Chain of title

From James Bowie to R.R. Barrow to W. Slatter to W.J. Gaidry

1828

Robert Ruffin (RR) Barrow purchased the property from James Bowie in Terrebonne Parish, Louisiana, near the town of Houma. This property would later become Residence Plantation, named so because RR owned many farms but this was where he resided. Residence Plantation has been continually owned and operated from that time until present by the same family, making it one of the oldest, if not the oldest, family owned business in Terrebonne Parish, Louisiana.

Robert Ruffin Barrow, planter, was born in Halifax County, the eldest child of Bartholomew Barrow and his first wife, Ascension Slatter, daughter of James Slatter and Charity Cotten. He was reared in North Carolina a few miles east of Enfield and accompanied his father to Louisiana in 1820. He settled in Terrebonne Parish in 1829 and called his home Residence. Before the Civil War, he built an agricultural empire equaled by few planters of the antebellum South. At the time of the war, he owned sixteen farms in three Louisiana parishes, and large land holdings in Texas. Barrow did not confine his interests solely to planting but was deeply concerned with the political issues of his day and the gathering storms of the Civil War. He wrote and published many pamphlets on national and regional matters, several of which have survived.
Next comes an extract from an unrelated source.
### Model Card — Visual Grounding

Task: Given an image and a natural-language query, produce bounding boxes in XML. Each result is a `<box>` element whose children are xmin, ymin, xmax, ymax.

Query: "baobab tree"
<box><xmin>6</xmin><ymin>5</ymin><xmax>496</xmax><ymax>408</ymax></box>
In a twenty-page pamphlet, On the Political Parties Of the Country, he decried secession as a means of settling the South’s problems.

When war came, Barrow was sixty-three years old and did not serve in the Confederate Army. He did support the southern cause, however, by financing the construction of the Pioneer, one of the first submarines ever designed. The builder of the Pioneer was Captain Horace Hunley, Barrow’s brother-in-law. The boat was launched on Lake Pontchartrain near New Orleans in February 1862 and was demonstrated with partial success. It sank on one of its early trials, however, and was raised, only to be immersed again to prevent its capture by Admiral Farragut of the Union navy. After the war it was recovered from the bottom of Lake Pontchartrain and was exhibited in Jackson Square, New Orleans. Later in the war, Hunley built other submarines, one of which, the Hunley, sank the Federal warship Housatonic at Charleston, S.C.

In 1850, at the age of fifty-two, Barrow married Volumnia Washington Hunley of Smith County, Tenn. They made their home at Residence, near Houma, La., and had two children, Roberta and Robert R., Jr., who both married and left descendants. Barrow died in New Orleans and was first buried in Girod Cemetery there; his remains were later removed to Magnolia Cemetery at Houma.

— From DICTIONARY OF NORTH CAROLINA BIOGRAPHY, VOL. 1, A – C, edited by William S. Powell. Copyright © 1979 by the University of North Carolina Press. Used by permission of the publisher. www.uncpress.org

1875

Robert Ruffin (RR) Barrow died and left Volumnia Farm to his daughter Volumnia Roberta, who married William Slatter, a newspaper editor and state legislator from Winchester Tennessee.

1901

Clara Slatter (daughter of Volumnia Roberta and William Slatter) inherited Residence Plantation. She married Wilson Joseph Gaidry, son of Adolph Gaidry, who owned a general store where the Holy Rosary Church is located in Houma.

1954

Wilson Joseph Gaidry II (son of Wilson Joseph Gaidry and Clara Slatter) inherited Residence Plantation when his mother died in 1954. He married Lillie Lea McKnight.

1973

In 1973 Wilson Joseph Gaidry II died and his son Wilson J. Gaidry III inherited Residence Plantation. He and his wife Wanda Ledet Gaidry currently operate the farm. Since 2008, they have also owned and operated the Twin Creek Farm in Montgomery, Louisiana.